First, these days, a lot species' best chance for survival is to be able to live around humans. We're constantly expanding into the last few corners of the earth, one way or the other, and the species that have the most success are the ones that use that to their advantage. The ones that make it to places where they can operate unchecked by traditional predators, or simply the ones that know how to take advantage of the situations we create. Like coyotes, who seem to thrive on our attempts to kill them, and absolutely love what we've done with the place, wherever "the place" might be. The bear, rather than running amok killing people or livestock, is living amongst them as a sideshow attraction. Sure ursine alcoholism can be an ugly thing, but presumably its body can filter out the toxins in beer as readily as in anything else.
The other point is that for all our attempts to alter the course of nature, to produce results we consider favorable, we can't always predict what will happen. We try to improve a habitat for a particular species, it doesn't take because there's a variable we missed.

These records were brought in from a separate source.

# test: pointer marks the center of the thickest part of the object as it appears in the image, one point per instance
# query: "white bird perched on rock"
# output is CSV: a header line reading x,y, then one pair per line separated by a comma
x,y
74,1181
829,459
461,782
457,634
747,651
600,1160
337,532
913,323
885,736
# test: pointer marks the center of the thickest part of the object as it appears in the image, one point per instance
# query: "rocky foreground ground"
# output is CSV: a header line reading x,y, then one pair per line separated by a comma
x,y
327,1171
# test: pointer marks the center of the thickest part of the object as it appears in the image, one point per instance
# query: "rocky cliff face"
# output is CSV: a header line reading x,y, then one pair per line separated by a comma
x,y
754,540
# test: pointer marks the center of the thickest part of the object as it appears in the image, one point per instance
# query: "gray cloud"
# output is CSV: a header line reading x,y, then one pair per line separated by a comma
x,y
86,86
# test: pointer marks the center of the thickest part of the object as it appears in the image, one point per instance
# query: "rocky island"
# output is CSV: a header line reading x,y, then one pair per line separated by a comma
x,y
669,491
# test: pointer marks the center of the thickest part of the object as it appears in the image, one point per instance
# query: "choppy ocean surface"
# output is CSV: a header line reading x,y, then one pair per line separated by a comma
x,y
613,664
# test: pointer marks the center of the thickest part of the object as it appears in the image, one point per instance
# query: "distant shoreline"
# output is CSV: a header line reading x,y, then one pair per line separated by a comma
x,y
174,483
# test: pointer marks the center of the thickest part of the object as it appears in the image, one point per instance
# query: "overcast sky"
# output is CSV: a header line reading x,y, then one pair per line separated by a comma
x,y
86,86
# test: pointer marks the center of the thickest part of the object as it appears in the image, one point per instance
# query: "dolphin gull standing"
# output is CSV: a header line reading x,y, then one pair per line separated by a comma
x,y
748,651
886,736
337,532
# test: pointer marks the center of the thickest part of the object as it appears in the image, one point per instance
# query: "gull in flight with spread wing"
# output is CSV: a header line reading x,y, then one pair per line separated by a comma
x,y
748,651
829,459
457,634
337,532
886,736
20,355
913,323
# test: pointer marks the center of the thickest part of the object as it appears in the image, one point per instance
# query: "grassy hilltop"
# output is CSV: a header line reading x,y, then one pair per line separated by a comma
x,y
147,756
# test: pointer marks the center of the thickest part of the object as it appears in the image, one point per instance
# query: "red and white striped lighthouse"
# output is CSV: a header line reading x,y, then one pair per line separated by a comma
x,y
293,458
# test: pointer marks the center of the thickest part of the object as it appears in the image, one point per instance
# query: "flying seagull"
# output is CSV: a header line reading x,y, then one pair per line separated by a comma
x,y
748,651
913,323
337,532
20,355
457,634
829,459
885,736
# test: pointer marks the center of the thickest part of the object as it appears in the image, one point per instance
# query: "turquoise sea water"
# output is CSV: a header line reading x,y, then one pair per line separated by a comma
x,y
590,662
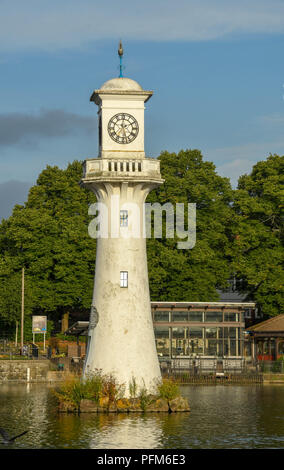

We try to remove an invasive species, but find we can't do it without also endangering the the native ones. It makes me wonder if Leer isn't going to find his manipulations of his daughters backfiring one day. They may decide it's simpler to kill him, then decide how to divide his stuff between themselves, then let him string them along indefinitely. He thinks he's made them too dependent on each other for them to turn against each other, while keeping them too divided to work against him, but there's every chance this will work out differently than he expects, just like the bear did.